Apache HTTPd <Directory > and HFS+: A Couple of Work-arounds
I wrote yesterday that Apache HTTPd's <Directory > directive doesn't quite work on case-insensitive filesystems such as HFS+. Here I offer a couple of work-arounds.
This is only a problem for files sub-directories that are exposed to the URI space by the server navigating through the filesystem. You can protect your entire document root through a RedirectMatch directive rule, for example. This works because / on your server's URI space is explicitly mapped to a location in the filesystem (ok, also because there are no case variants of /). However, it wouldn't work for a <Location /foo> rule if foo is a file or directory in your document root, because other URIs (eg. /Foo) can be used to get to that file or directory, and you only specified one.
(This almost makes me suggest that we need a <CaseInsensitiveLocation > tag, but fundamentally, this issue is about the filesystem, and we don't want to add a new tag for every possible semantic of all possible resource stores, so no, I'm not going to suggest that.)
The good news is that until this gets fixed, we can come up with a couple of work-arounds.
The first is pretty straighforward. If you want to change the configuration for a directory in your doc root, stick a .htaccess file in there. No matter what URI was used to get to the directory, the server will always find the .htaccess file and read it. There are a few drawbacks here, but they may be insignificant for many users:
- You have to enable the use of .htaccess files on your server and allow overrides for the configuration directives you want to use in them. This may be a problem if people you don't trust to use those directives have access to those files, which isn't an uncommon arrangement.
- If you edit your web site using WebDAV, you may not be able to edit .htaccess files via DAV, as access to those files is disables in the default config. If you use a different virtual host for DAV access (you pretty much have to if you are going to have any kind of processing done on served files, such as server-side includes, php, etc.), so you may choose to disable access to .htaccess files on the main server and allow it via DAV. That rules out using .htaccess for configuring the DAV server, however, so if you want per-directory config on DAV also, this won't work.

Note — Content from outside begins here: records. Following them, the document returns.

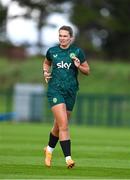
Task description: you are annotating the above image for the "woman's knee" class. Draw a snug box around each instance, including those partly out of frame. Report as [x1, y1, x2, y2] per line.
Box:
[59, 124, 68, 131]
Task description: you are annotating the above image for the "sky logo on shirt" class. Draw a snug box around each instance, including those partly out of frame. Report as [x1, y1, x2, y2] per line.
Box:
[57, 61, 71, 69]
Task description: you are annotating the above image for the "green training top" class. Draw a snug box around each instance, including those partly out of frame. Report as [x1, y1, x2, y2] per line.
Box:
[46, 45, 86, 92]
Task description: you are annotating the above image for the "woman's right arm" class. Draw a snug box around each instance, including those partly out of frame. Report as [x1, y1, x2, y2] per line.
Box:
[43, 58, 51, 83]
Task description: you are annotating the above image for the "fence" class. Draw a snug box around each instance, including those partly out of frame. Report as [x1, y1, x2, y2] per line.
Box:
[0, 92, 130, 126]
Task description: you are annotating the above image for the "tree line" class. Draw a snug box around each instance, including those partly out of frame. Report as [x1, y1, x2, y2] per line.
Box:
[0, 0, 130, 61]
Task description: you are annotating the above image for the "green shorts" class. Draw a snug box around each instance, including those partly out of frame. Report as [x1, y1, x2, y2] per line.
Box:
[47, 90, 76, 111]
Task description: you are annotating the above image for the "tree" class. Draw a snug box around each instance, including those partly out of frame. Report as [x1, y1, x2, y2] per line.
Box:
[0, 1, 8, 42]
[71, 0, 130, 59]
[10, 0, 68, 53]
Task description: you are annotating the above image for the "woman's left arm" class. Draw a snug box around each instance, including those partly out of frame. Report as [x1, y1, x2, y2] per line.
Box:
[78, 61, 90, 75]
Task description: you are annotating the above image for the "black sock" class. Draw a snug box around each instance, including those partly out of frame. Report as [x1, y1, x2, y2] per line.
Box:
[60, 140, 71, 157]
[48, 133, 59, 148]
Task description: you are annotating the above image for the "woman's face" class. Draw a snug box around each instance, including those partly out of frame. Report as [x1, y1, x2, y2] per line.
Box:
[59, 30, 72, 48]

- There is a small performance penalty, as the server has to open and handle the extra file. This is probably insignificant unless you have a very high-volume site.
Another option, the one I am using, is to move the directory in question out of your server's URI space (i.e. out of document root) and use an alias. For example, we'd move /path/to/docroot/foo to /path/not/in/docroot/foo and add some config options:
RedirectMatch Permanent "^/foo$" http://myservername/foo/ Alias /foo/ /path/not/in/docroot/foo/ <Location /foo> ...options... </Location>
This involves a bit more cofiguration, but solves the problem nicely. Because foo is no longer in your document root, the only URI that will get you to it is /foo/. You can use <Location /foo> as well as <Directory /path/not/in/docroot/foo> here because now that /foo is the only URI that will get you there, this should be sufficient.
The RedirectMatch directive isn't strictly necessary, but it emulates that the server normally does when you access a directory without the trailing slash, and redirects you to the URI with the trailing slash. You can let the server do this for you by omitting the trailing slashes in the arguments to the Alias directive, but then you have a potential conflict if you have another URI /foobar on your server; this avoids that.